When Ingeborg strode back across the short pasture some time later, she kept to the grass to prevent gumbo from building up on her shoes. Geese honked in their vees overhead, calling out their song of freedom. A hawk soared against the blue, his wild
scree
tingling down her spine. A north wind pushed at her back, flapping her skirts against her legs and tugging at her black woolen shawl.

Oh, to take the shotgun out and bag a goose or two, or a deer like she used to. But game no longer lingered near their back doorstep, and the pull to hunt had fled and left her behind. No babies in their houses any longer, no need for her to hunt to keep them in food, and help enough to ease the drudgery of the early days.
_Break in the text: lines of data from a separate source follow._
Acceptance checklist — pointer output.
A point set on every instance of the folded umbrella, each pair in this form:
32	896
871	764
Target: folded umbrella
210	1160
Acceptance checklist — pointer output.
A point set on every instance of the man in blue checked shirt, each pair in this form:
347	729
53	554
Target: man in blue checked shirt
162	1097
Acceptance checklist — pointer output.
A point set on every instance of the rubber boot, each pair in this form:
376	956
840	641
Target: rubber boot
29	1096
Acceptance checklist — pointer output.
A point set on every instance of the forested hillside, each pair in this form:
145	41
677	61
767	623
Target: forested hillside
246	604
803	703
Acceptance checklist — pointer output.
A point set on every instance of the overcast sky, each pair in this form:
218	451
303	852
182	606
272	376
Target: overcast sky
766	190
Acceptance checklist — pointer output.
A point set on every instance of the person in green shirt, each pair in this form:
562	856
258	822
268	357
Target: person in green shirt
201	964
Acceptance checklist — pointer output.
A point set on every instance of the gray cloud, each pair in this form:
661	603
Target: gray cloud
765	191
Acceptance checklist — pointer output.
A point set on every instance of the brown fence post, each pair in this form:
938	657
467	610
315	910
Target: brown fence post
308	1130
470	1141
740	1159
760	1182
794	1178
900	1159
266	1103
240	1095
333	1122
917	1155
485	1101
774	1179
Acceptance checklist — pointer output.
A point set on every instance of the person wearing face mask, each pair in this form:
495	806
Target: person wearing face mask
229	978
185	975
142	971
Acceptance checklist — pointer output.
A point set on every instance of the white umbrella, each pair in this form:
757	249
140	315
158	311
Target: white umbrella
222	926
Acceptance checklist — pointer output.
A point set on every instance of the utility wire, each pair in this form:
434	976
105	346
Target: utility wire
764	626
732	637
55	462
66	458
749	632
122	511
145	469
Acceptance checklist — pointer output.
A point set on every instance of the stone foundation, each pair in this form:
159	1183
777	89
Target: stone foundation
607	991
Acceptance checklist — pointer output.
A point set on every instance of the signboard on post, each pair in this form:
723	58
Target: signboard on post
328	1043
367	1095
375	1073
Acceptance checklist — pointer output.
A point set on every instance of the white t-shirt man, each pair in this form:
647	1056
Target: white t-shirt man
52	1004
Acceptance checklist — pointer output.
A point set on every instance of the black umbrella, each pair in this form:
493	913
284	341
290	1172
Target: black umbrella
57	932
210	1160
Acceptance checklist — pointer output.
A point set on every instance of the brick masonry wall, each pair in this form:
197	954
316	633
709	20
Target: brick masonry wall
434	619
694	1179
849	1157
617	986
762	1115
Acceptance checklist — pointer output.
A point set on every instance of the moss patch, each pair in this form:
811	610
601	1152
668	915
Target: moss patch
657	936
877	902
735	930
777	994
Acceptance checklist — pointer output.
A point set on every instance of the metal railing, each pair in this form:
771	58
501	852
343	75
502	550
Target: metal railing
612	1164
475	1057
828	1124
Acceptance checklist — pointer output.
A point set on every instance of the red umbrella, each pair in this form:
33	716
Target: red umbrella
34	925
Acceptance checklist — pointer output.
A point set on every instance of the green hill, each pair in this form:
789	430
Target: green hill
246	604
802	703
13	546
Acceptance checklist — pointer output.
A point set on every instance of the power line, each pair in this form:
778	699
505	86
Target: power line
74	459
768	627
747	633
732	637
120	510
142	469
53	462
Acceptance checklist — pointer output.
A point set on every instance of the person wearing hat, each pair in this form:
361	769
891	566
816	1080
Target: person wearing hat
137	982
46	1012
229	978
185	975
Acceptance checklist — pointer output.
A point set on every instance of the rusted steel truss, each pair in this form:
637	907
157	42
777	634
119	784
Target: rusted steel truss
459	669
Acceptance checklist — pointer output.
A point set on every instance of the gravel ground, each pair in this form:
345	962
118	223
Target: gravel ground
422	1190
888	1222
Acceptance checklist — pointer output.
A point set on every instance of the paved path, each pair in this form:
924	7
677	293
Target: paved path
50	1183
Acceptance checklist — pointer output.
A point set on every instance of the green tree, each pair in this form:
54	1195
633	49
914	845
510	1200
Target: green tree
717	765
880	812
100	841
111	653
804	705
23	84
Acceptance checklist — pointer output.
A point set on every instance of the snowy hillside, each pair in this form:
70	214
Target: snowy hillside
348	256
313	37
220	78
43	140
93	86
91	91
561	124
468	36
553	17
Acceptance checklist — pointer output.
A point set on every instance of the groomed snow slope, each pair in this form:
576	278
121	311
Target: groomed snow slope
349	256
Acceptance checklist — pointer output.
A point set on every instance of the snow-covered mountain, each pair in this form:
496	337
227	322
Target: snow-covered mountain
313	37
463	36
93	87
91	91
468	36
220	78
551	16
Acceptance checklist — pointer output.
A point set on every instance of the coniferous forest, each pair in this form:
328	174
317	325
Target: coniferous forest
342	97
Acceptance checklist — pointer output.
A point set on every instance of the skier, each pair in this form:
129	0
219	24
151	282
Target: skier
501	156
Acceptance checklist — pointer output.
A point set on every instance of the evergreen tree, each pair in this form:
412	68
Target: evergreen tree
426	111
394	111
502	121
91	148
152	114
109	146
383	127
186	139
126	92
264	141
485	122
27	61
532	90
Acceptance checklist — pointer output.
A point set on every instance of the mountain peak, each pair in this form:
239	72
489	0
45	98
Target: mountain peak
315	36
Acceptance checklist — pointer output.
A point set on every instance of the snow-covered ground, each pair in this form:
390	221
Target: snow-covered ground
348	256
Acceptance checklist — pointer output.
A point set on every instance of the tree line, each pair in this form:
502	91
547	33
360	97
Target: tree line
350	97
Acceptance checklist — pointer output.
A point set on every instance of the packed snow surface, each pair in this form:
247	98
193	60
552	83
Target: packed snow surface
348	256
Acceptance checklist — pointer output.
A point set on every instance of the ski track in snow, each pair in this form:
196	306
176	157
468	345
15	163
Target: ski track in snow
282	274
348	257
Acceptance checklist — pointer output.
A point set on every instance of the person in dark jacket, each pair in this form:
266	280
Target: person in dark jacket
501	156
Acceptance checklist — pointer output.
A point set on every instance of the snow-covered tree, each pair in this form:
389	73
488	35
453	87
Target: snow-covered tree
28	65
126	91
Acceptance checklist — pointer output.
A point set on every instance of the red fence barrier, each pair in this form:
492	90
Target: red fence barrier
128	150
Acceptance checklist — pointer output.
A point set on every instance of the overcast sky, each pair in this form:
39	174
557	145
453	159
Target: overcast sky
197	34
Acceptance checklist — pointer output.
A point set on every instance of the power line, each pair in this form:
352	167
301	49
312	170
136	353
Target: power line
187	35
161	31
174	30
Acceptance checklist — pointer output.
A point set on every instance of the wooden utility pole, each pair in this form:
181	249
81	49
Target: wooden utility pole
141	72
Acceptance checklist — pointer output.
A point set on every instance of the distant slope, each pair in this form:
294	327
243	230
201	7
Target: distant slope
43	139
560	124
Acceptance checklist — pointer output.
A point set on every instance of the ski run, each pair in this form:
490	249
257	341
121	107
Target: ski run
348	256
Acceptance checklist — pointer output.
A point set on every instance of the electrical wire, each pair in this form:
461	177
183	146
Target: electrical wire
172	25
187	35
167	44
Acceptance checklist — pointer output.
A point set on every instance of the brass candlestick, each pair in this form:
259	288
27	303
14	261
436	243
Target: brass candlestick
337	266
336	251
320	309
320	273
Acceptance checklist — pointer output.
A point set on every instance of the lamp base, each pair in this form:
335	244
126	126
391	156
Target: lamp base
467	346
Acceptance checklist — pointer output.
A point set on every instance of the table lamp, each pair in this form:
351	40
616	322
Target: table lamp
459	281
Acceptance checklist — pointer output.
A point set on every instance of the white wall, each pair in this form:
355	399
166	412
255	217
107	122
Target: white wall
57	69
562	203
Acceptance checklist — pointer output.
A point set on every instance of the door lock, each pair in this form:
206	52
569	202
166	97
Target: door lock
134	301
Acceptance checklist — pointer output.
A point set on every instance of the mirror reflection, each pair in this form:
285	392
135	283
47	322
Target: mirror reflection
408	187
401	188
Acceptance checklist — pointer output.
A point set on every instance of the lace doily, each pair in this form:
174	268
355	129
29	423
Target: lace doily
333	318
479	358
Things indeed had changed, and by the time she kicked her boots against the stoop and scraped the mud from the soles, she knew one thing for certain. Maybe she had given up some things, but what she’d gained far outdistanced the debt.

She stopped in her upward motion to study the old straw and manure that they used to bank the house. Now that much of the frost had left the ground, it was time to spread the banking material out on the garden, and when there was time, plow it under. The cycle continued.

She leaped up the stairs, skipping the one in the middle. Nothing cleared one’s head like freeing the house from its winter insulation, and nothing would feel better than the pleasant ache in back and arms from working outside again. She’d been cooped up in the house for too long. That was it. And tomorrow, after she cleared away the banking, she’d start spring cleaning inside.

A spurt of wind tugged at her skirts, urging her to look toward the north. Heavy clouds mountained the horizon, gray tinged with near black, bereft of silver linings. She’d best hurry if she wanted to get at the banking, or perhaps she’d better hold off. Sighing, she pushed open the door and hung her shawl on the hook. She still missed having Paws greet her when she came home. Without him the house seemed quieter and emptier. She rattled the grate and lifted the stove lids to add more wood. Almost dinnertime and she hadn’t started the meal. Whatever possessed her to think she could start the garden today? But soon, she promised herself. Soon.